I have a new great friend named Ken. He's the Elder's investigator, but we escorted him home last night (he's blind). Such a good, funny guy. Has a degree in Electrical engineering and Physics, so he thinks we're best friends now because I did math haha. He loves listening to Tongan radio, and now, the book of mormon! So that's fun. We had a fun walk. He lives alone and tries to find jobs here and there, but it's been interesting to me to see how drawn he is to the Savior and the Spirit. I mean, I'm sure he depends on his other senses a lot more than I do, so it's been a powerful lesson to me to watch how he relies on his feelings, and really, already has such a unique and powerful relationship with the Spirit. What a great guy.
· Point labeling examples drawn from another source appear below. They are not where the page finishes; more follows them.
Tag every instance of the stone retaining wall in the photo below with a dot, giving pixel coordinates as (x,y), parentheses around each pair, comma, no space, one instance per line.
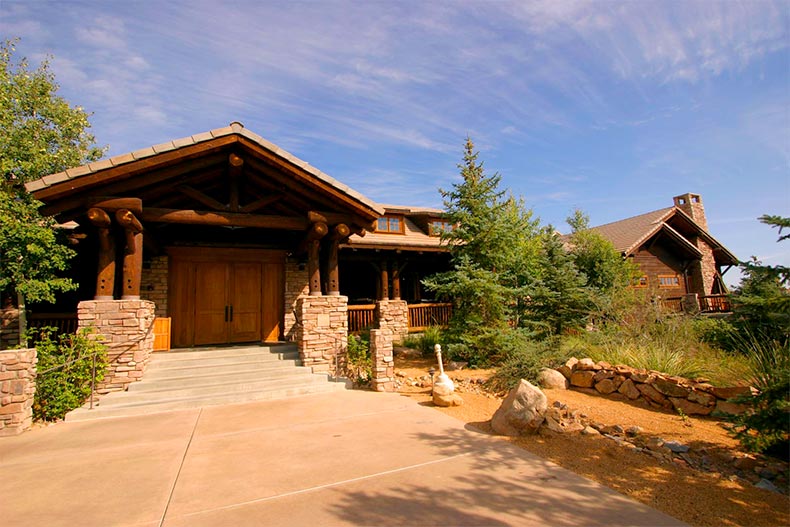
(393,315)
(17,390)
(657,389)
(126,327)
(323,333)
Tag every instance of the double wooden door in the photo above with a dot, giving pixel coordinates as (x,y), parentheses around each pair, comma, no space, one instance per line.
(228,296)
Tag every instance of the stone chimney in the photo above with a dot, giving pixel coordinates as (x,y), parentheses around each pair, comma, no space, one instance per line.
(691,204)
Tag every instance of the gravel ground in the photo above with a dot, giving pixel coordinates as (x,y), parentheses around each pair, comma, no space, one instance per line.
(697,497)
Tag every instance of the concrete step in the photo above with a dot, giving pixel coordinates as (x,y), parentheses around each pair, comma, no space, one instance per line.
(229,385)
(102,412)
(206,377)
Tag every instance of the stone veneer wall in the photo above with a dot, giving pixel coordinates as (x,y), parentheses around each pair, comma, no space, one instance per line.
(9,327)
(322,336)
(656,389)
(17,390)
(126,327)
(296,285)
(153,284)
(393,315)
(383,365)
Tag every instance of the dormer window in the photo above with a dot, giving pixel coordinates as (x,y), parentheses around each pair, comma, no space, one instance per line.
(437,227)
(390,224)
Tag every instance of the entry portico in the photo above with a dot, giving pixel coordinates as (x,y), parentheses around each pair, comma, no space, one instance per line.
(232,237)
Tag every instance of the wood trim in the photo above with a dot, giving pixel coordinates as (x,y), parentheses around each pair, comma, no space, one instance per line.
(195,217)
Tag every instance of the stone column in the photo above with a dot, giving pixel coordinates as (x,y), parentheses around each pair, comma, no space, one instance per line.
(322,336)
(17,390)
(383,365)
(126,327)
(393,315)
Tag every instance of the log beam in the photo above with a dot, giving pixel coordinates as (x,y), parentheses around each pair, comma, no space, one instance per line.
(194,217)
(105,276)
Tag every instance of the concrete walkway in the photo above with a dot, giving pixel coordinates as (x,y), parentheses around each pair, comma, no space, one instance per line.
(345,458)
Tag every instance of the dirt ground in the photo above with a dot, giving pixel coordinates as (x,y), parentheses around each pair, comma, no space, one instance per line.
(699,497)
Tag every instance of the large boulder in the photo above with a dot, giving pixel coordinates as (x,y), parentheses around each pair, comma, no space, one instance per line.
(522,412)
(552,379)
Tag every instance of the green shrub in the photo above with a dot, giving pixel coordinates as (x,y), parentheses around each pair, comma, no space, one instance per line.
(524,361)
(360,365)
(765,427)
(63,380)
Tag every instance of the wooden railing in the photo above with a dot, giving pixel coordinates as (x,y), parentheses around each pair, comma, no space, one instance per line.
(673,304)
(422,316)
(64,322)
(361,317)
(715,304)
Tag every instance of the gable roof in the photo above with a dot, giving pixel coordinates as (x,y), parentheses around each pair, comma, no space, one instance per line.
(630,234)
(60,192)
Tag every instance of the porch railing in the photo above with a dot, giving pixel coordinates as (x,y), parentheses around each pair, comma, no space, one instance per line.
(361,317)
(422,316)
(715,304)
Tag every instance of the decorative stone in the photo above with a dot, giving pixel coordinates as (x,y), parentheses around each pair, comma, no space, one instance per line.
(628,388)
(583,378)
(521,412)
(552,379)
(605,387)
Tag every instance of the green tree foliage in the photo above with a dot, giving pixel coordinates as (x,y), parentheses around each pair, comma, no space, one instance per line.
(65,369)
(761,302)
(561,299)
(42,133)
(31,255)
(596,257)
(493,247)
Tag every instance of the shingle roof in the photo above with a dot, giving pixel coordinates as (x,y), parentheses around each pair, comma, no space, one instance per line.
(628,234)
(234,128)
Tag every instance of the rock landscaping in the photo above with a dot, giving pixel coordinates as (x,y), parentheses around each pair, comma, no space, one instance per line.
(688,397)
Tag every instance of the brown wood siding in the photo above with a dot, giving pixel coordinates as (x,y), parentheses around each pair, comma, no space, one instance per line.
(656,261)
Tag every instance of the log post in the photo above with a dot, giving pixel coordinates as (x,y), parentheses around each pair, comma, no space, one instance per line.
(385,286)
(313,246)
(105,275)
(340,232)
(133,254)
(396,282)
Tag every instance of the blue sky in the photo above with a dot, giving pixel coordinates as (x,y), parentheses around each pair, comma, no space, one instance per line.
(612,107)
What else, Wendy (from Kwun Tong) started menopause, so she gave us all the pads she has stored up in her house haha. I still can't get over that haha. People show there love here in violent ways! The other day I came home with a big red mark on my right arm. We had another long finding day, and taught 3 different lessons where they just kept slapping me on the arm. Like an over-exaggerated love pat. But they would be saying such nice things while they say it, but slap, slap slap...such a good person...slap slap slap....wow, so smart cantonese....slap slap slap....thoughtful friend....slap slap slap. Sister Killpack made it out with out the abuse, but at the end of the day she and I just laughed at how brutal it was. It was hilarious.
Things are good. And I am so blessed to get to serve here. I love this place, and I love the people. And I love you guys! I keep you in my prayers every day, and miss you so much. Hope everyone has a good week. I should get going, but I love you!